'Çarşı' ikinci kez sürgüne!

Haberin Devamı ›
Anlamını, ‘kazandığı kupalar’da değil, ‘kalabalığında var eden bir takım’dır Beşiktaş. En azından benim için böyledir...
Oysa Başkanı Fikret Orman, ‘taraftar’ ile ‘müşteri’ arasında tercih yapmış modern zaman futbol yöneliminin tipik temsilcisi gibi... Beşiktaş’ı başkalaştırmak için bulunmaz bir ortama doğan Orman, dün Fanatik’te ‘Çarşı’ için şunları söylüyordu: “Onların olacağı yeri daha makul seviyede tutacağız. Çünkü yeni stadımızda onlara çok ihtiyacımız olacak. Kale arkasına geçecekler. Stadın en iyi yerinde en çok para verenin oturması lazım...”

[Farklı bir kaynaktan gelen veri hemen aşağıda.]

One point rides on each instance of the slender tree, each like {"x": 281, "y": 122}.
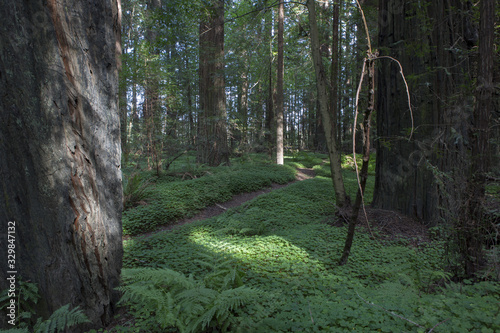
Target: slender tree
{"x": 329, "y": 126}
{"x": 212, "y": 139}
{"x": 60, "y": 151}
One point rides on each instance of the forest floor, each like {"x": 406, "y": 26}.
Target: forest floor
{"x": 389, "y": 225}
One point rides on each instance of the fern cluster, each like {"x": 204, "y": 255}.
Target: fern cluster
{"x": 165, "y": 299}
{"x": 62, "y": 319}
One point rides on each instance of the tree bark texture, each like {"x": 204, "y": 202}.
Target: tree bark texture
{"x": 213, "y": 146}
{"x": 473, "y": 223}
{"x": 328, "y": 125}
{"x": 279, "y": 86}
{"x": 410, "y": 172}
{"x": 60, "y": 153}
{"x": 363, "y": 174}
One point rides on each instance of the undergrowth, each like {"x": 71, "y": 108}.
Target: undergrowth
{"x": 168, "y": 201}
{"x": 280, "y": 247}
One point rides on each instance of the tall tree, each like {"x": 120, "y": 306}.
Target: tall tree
{"x": 473, "y": 221}
{"x": 329, "y": 126}
{"x": 152, "y": 99}
{"x": 414, "y": 168}
{"x": 279, "y": 85}
{"x": 60, "y": 150}
{"x": 213, "y": 147}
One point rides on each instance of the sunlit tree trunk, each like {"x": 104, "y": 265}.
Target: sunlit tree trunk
{"x": 60, "y": 151}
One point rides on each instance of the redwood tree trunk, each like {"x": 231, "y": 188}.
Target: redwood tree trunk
{"x": 213, "y": 147}
{"x": 415, "y": 169}
{"x": 328, "y": 125}
{"x": 60, "y": 150}
{"x": 279, "y": 86}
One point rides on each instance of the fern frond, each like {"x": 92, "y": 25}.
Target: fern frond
{"x": 15, "y": 330}
{"x": 61, "y": 319}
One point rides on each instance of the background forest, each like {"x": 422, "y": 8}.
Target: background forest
{"x": 318, "y": 166}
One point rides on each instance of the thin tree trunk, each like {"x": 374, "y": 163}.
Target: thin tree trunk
{"x": 60, "y": 152}
{"x": 363, "y": 174}
{"x": 328, "y": 125}
{"x": 212, "y": 144}
{"x": 473, "y": 221}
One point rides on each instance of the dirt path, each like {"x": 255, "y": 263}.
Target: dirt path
{"x": 391, "y": 225}
{"x": 220, "y": 208}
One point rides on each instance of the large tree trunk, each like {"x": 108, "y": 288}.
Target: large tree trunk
{"x": 328, "y": 125}
{"x": 473, "y": 222}
{"x": 60, "y": 151}
{"x": 213, "y": 147}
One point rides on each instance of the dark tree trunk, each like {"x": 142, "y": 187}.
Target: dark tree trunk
{"x": 279, "y": 86}
{"x": 152, "y": 99}
{"x": 409, "y": 176}
{"x": 328, "y": 126}
{"x": 212, "y": 144}
{"x": 60, "y": 150}
{"x": 473, "y": 222}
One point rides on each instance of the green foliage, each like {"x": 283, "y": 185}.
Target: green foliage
{"x": 62, "y": 319}
{"x": 163, "y": 299}
{"x": 291, "y": 257}
{"x": 169, "y": 201}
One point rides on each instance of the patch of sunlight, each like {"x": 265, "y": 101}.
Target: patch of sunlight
{"x": 262, "y": 253}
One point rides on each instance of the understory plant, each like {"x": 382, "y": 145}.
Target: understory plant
{"x": 163, "y": 299}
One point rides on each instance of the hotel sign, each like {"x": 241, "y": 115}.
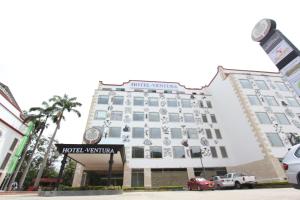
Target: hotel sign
{"x": 153, "y": 85}
{"x": 88, "y": 148}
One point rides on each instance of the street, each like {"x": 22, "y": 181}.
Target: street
{"x": 253, "y": 194}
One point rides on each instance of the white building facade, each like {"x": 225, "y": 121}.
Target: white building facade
{"x": 242, "y": 121}
{"x": 11, "y": 128}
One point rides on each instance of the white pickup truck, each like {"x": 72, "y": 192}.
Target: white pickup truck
{"x": 236, "y": 180}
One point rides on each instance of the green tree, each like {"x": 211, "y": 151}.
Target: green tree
{"x": 61, "y": 105}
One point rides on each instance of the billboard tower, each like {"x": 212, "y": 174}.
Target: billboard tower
{"x": 281, "y": 51}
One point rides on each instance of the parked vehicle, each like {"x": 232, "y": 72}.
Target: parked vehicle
{"x": 235, "y": 180}
{"x": 291, "y": 165}
{"x": 200, "y": 184}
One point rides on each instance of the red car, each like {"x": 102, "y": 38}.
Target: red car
{"x": 200, "y": 184}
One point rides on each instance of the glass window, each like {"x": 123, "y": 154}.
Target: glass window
{"x": 292, "y": 102}
{"x": 138, "y": 116}
{"x": 218, "y": 134}
{"x": 261, "y": 85}
{"x": 186, "y": 103}
{"x": 281, "y": 86}
{"x": 192, "y": 133}
{"x": 137, "y": 152}
{"x": 154, "y": 132}
{"x": 178, "y": 152}
{"x": 173, "y": 117}
{"x": 154, "y": 117}
{"x": 245, "y": 83}
{"x": 100, "y": 114}
{"x": 275, "y": 140}
{"x": 223, "y": 152}
{"x": 208, "y": 103}
{"x": 254, "y": 100}
{"x": 263, "y": 118}
{"x": 204, "y": 118}
{"x": 172, "y": 102}
{"x": 176, "y": 133}
{"x": 153, "y": 101}
{"x": 281, "y": 118}
{"x": 115, "y": 132}
{"x": 208, "y": 133}
{"x": 138, "y": 101}
{"x": 188, "y": 117}
{"x": 213, "y": 152}
{"x": 137, "y": 132}
{"x": 118, "y": 100}
{"x": 116, "y": 115}
{"x": 103, "y": 99}
{"x": 155, "y": 152}
{"x": 195, "y": 152}
{"x": 271, "y": 101}
{"x": 213, "y": 118}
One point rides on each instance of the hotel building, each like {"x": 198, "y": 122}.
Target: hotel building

Düşünmeden edemedim! Acaba sivil, serbest katılımlı ve kaç kişi olduklarını kendilerinin bile bilmediği ‘Çarşı’ grubunu Orman mı yönetiyor ki, onlar adına konuşup, karar veriyor? Yoksa, kale arkasına gideceklerin biletleri bir jest olarak kulüpten mi? Oraya gidecekler ceplerinden bilet alacaksa, ‘zenginlerin koltukları’nı da para verip edinmelerini kim, hangi hakla engelleyecek?
Taraftarı zengin/fukara olarak ‘müşterileştiren’ bu bakış açısı için Almanya’dan bir karşı örnek vereyim de, kafalar belki biraz açılır!
Takım, Borussia Dortmund. Taraftarı Avrupa’nın en düşük kombine fiyatlarından birine sahip! En ucuz kombine fiyatı yaklaşık 190 Euro!.. Şampiyonlar Ligi Kupası’nı kaldırdıktan sonra çöken ve tekrar, plan ve ‘takım değerlerine bağlılık’la yükselen Dortmund’un CEO’su Hans-Joachim Watzke diyor ki; “Avrupa’nın bir çok ülkesinde taraftarlar artık müşteri haline geldi ve buna itiraz etmiyorlar. Ancak, bir Alman taraftara ‘müşteri’ olduğunu söylerseniz sizi öldürebilir! O kulübüyle arasında bir bağ ister...”
Ve Watzke devam ediyor; “İşçi sınıfından oluşan Ruhr bölgesinde insanlar bizden ne ister diye sorduk. Cevabı basitti; sürekli mücadele ve varımızı yoğumuzu vermek. Böylece yeni felsefemiz oluştu.”
Sloganı Beşiktaş’ınkine benzer, ‘Gerçek aşk’ olan Dortmund’un CEO’su sürdürüyor konuşmasını: “Kulüp kültürünün parçası şeylerle ilgili önemli kararlar aldık. Bilet fiyatları açısından yılda yaklaşık 5 milyon euro kaybımız oluyor ama bunu göze aldık ve her maça sarı-siyah formayla çıkıyoruz.” Yani özetle Beşiktaş’ta yapılanların tam zıddını yapıyor Avrupa’yı kasıp kavuran Dortmund. (B.Dortmund dosyası FourFourTwo dergisi Mart sayısında. Hararetle tavsiye edilir..!)
Beşiktaş ise güçlü markası ‘Çarşı’yı kriminalize edip, Serdar Bilgili döneminin ardından ikinci kez ‘sürgüne ötelerken’, bilet fiyatlarını artırarak tribünleri ‘soylulaştırma’ hattına giriyor. Sonucu tahmin edebilecek var mı?